64th Mayor of Pensacola
- Incumbent
- Assumed office November 22, 2022
- Preceded by: Grover Robinson IV

Personal details
- Born: Darcy Curran Reeves Pensacola, Florida, U.S.
- Parent: Jim Reeves (father)
- Website: Campaign website Government website;

= D. C. Reeves =

American businessman, journalist and politician

Darcy Curran Reeves is an American businessman, journalist, and politician who has served as the 64th mayor of Pensacola since 2022.

== Early life and career ==
Darcy Curran Reeves was born in Pensacola, Florida, to Connie Bookman and Jim Reeves, attorney and politician who served as a member of the Florida House of Representatives from the 4th district from 1966 to 1972 and on the Pensacola City Council from 1977 to 1983.

In 2019, he authored The Microbrewery Handbook, a how-to guide to understanding the business of opening a brewery, published by Wiley & Sons. In October 2022, Reeves sold Perfect Plain Brewery, along with the Well, Perennial, and Garden & Grain, three other businesses he founded with Odeneal, to Urban South Brewery, a New Orleans–based business.

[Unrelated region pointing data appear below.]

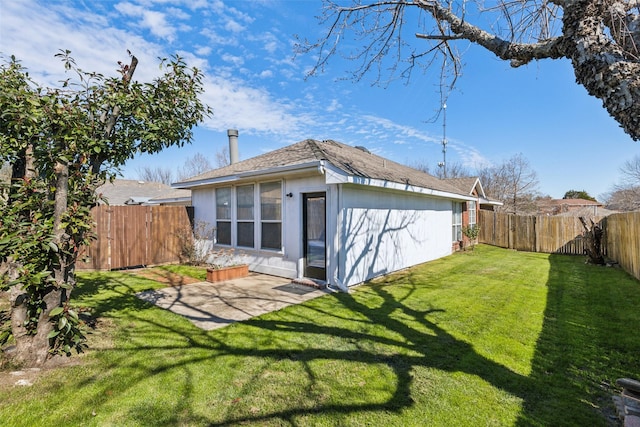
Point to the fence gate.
(129, 236)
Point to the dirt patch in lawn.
(163, 276)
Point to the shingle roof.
(351, 160)
(120, 191)
(466, 184)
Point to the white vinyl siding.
(457, 221)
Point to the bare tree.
(193, 166)
(599, 37)
(513, 182)
(626, 195)
(155, 174)
(630, 171)
(623, 199)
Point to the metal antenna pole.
(443, 163)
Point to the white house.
(328, 211)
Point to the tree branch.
(110, 119)
(518, 53)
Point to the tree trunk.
(31, 349)
(593, 234)
(605, 69)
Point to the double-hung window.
(271, 215)
(223, 216)
(457, 222)
(471, 206)
(245, 216)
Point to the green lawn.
(490, 337)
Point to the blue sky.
(255, 85)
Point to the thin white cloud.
(156, 22)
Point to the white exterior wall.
(383, 231)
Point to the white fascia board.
(314, 166)
(169, 200)
(337, 178)
(490, 202)
(278, 171)
(202, 182)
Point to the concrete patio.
(214, 305)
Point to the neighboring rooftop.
(355, 161)
(571, 207)
(133, 192)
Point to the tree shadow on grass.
(589, 339)
(388, 336)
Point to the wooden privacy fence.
(548, 234)
(622, 240)
(564, 235)
(129, 236)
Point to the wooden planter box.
(227, 273)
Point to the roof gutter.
(316, 166)
(334, 176)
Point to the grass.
(490, 337)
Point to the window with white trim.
(245, 216)
(271, 215)
(457, 221)
(472, 212)
(223, 216)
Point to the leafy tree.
(601, 38)
(575, 194)
(62, 143)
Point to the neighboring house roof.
(571, 207)
(472, 186)
(172, 197)
(351, 161)
(133, 192)
(572, 202)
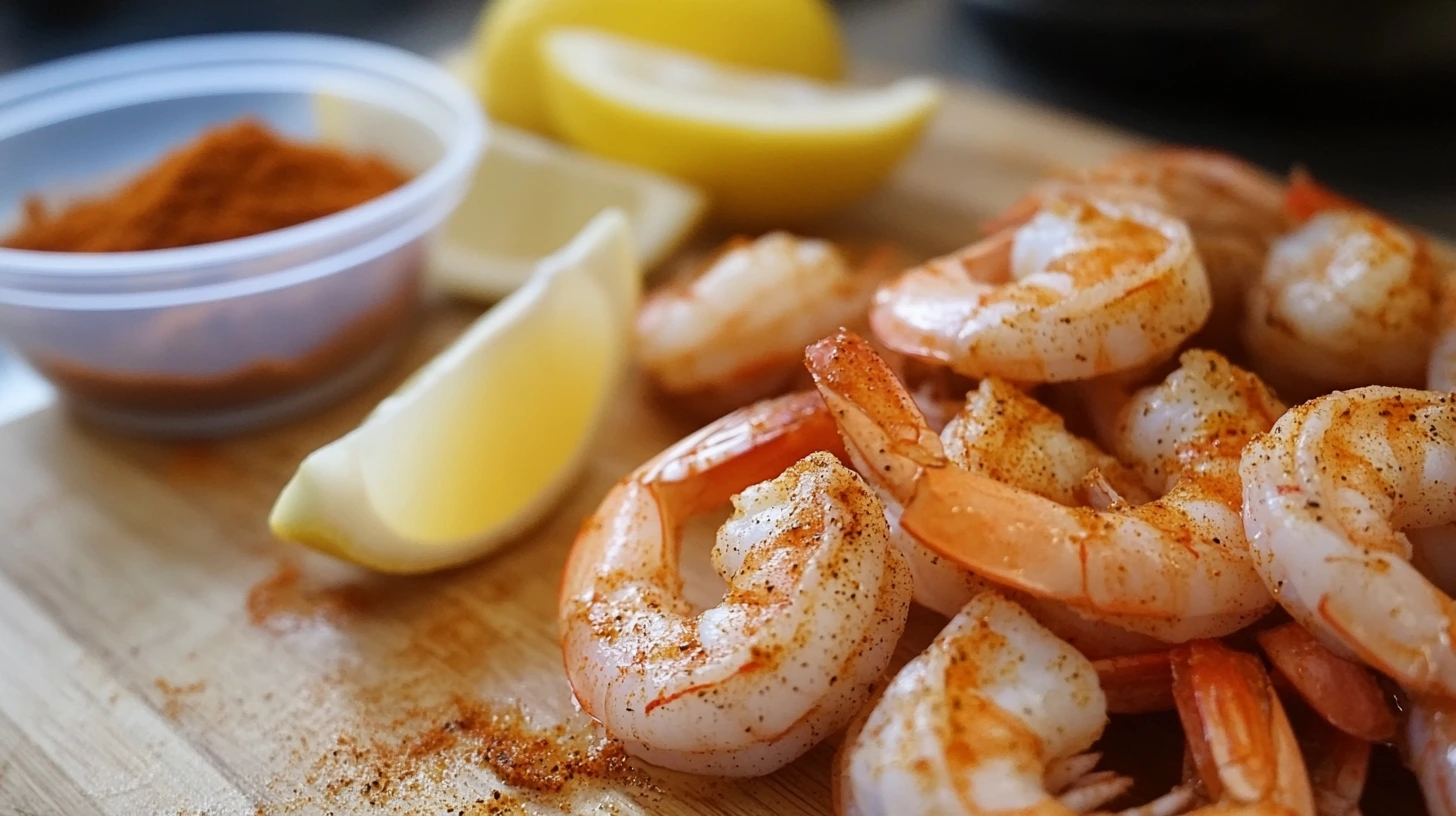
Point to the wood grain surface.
(160, 653)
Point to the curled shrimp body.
(1006, 434)
(1171, 569)
(976, 723)
(816, 599)
(1232, 209)
(1347, 299)
(1085, 287)
(736, 332)
(1012, 437)
(1009, 436)
(998, 713)
(1327, 494)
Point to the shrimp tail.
(1340, 691)
(1306, 197)
(1238, 733)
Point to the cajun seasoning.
(233, 181)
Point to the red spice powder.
(233, 181)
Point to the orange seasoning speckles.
(173, 695)
(283, 601)
(434, 748)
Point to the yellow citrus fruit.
(487, 436)
(798, 37)
(768, 147)
(530, 195)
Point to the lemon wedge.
(798, 37)
(768, 147)
(485, 437)
(530, 195)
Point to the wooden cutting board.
(160, 653)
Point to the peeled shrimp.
(1347, 299)
(1238, 733)
(977, 723)
(1232, 209)
(1440, 369)
(1011, 437)
(736, 332)
(996, 714)
(1172, 569)
(816, 602)
(1006, 434)
(1327, 494)
(1085, 287)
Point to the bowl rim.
(72, 75)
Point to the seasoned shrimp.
(1440, 369)
(1085, 287)
(1347, 299)
(1232, 209)
(996, 714)
(736, 332)
(1171, 569)
(1238, 733)
(817, 598)
(1325, 497)
(1006, 434)
(1341, 692)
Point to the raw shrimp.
(1347, 299)
(1232, 209)
(817, 598)
(736, 332)
(1172, 569)
(1085, 287)
(1325, 497)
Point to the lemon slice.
(766, 147)
(798, 37)
(530, 195)
(487, 436)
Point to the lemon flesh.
(530, 195)
(769, 149)
(785, 35)
(485, 437)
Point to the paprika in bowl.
(222, 330)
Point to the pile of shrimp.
(1073, 439)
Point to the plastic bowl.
(219, 337)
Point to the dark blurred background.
(1357, 91)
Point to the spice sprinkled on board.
(283, 601)
(436, 749)
(173, 695)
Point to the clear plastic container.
(219, 337)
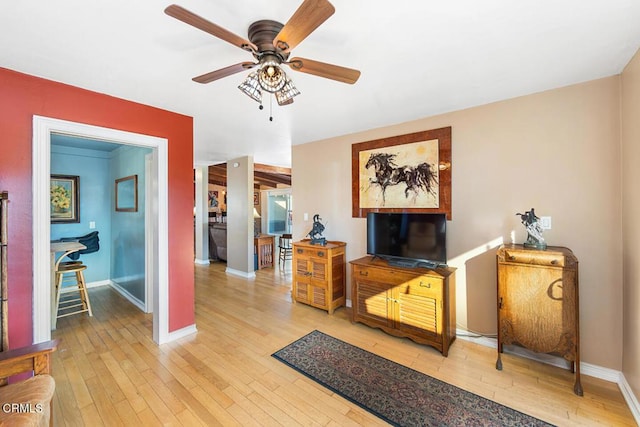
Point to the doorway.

In 2019, Reeves was the lead staff on the mayoral transition team for Mayor Grover Robinson IV, and was the chief entrepreneur officer at the Spring Entrepreneur Hub. From 2020 to 2021, Reeves served as chairman of the board for Visit Pensacola, the community's tourism marketing organization.

== Mayor of Pensacola ==
===2022 Pensacola mayoral election===

On September 1, 2021, Reeves announced his candidacy for mayor of Pensacola in 2022. On August 23, 2022, in the primary election, Reeves earned the majority, 7,682 votes (51.11%), against three opponents, Jewell Cannada-Wynn, Sherri Myers and Steven Sharp. Because Reeves earned the majority in the primary, there was no runoff election on November 8.

===Mayor of Pensacola===
On November 22, 2022, Reeves was sworn in as the 64th mayor of Pensacola, succeeding Grover C. Robinson IV. At 38 years old, Reeves is the youngest mayor since J. Harvey Bayliss, appointed mayor in 1921, a span of 101 years.